Abstract

For four days in June, Room 28 of the Tiroler Landesmuseum Ferdinandeum in Innsbruck was all but off-limits for normal visitors while the delegates of the 16th International Viola d’amore Congress occupied it from early morning until after closing time. It would have been hard to come up with a more appropriate place for such an event, since—even if this particular room contains mostly paintings of idealized themes from Tyrolean history—right next door there is a mouth-watering collection of stringed instruments made in the region. (As delegates were continually reminded, Jacob Stainer, the ‘father of German violin-making’, hailed from nearby Absam.) In most previous congresses of the Viola d’amore Society of America—at least in those I have attended—just sharing repertory old and new, as well as comparing notes on instruments and editions was enough of a raison d’être for getting together. This time, thanks to the planning talents of host Marianne Rônez, there were several musicological and organological threads running through the fully packed schedule.

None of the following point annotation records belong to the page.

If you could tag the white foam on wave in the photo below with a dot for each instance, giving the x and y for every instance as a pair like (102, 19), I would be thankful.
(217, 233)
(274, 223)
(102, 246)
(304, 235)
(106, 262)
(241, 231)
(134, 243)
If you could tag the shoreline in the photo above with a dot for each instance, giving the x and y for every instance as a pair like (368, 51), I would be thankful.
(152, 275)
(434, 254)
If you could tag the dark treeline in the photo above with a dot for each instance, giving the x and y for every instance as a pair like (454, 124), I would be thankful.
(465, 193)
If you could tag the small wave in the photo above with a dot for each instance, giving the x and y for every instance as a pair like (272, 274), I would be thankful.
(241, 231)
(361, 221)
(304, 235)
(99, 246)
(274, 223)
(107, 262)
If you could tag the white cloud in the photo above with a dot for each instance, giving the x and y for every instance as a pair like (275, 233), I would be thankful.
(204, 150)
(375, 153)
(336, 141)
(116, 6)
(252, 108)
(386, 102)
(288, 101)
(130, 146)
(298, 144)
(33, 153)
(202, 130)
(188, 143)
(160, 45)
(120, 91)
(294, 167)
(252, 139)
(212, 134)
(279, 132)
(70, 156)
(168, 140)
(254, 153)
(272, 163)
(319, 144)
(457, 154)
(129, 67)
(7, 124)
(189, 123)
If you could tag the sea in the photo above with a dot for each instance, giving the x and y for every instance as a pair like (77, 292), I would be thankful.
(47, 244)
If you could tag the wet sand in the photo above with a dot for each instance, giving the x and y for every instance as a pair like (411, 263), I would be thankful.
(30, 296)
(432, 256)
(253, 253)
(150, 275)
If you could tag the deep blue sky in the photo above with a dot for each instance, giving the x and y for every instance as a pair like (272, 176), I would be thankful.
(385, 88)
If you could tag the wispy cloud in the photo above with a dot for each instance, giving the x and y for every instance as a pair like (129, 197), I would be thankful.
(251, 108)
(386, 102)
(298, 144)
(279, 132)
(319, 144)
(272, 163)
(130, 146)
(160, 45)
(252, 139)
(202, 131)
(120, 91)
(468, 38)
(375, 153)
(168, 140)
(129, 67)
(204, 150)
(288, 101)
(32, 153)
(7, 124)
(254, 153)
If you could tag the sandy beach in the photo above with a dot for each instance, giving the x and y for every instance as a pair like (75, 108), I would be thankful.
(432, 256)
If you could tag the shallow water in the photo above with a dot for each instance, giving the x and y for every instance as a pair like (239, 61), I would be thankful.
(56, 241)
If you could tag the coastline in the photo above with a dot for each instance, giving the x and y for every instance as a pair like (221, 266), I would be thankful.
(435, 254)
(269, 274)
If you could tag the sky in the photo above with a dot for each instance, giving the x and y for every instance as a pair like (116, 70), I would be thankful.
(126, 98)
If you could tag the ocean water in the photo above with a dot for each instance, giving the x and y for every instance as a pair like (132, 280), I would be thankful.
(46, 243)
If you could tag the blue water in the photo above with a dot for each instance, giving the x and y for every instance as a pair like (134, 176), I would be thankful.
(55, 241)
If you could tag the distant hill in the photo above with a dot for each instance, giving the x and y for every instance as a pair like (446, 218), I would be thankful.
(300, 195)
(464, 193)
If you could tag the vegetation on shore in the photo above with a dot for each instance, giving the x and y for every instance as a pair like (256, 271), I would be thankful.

Each of the mini-recitals that ran almost attacca throughout the day had its own theme, starting with an introductory flourish that included music from—literally—the 18th to the 21st centuries, so as to bring a taste of what was to follow. The first sounds heard after the official welcome speeches were the typical D-majorish fanfares of a Partita by Johann Baptist Georg Neruda, and before long the strains of Dorothea Hofmann’s Dance of a Barbarian Queen, written only last year, filled the room. Together with the many other new and newish compositions that were played at the congress, this piece proved—if, that is, proof were needed—that the viola d’amore is in very rude health indeed. Since it is not Early Music’s province, and with space at a premium, I will only mention in passing that no fewer than seven compositions had their world premières in Innsbruck during the week, two of them having been commissioned for the occasion by Marianne Rônez from Tyrolean composers Christian Reimeir and Michael Huber to ‘go’ with Paul Hindemith’s Kammermusik no.6, and accordingly scored for the same orchestral forces.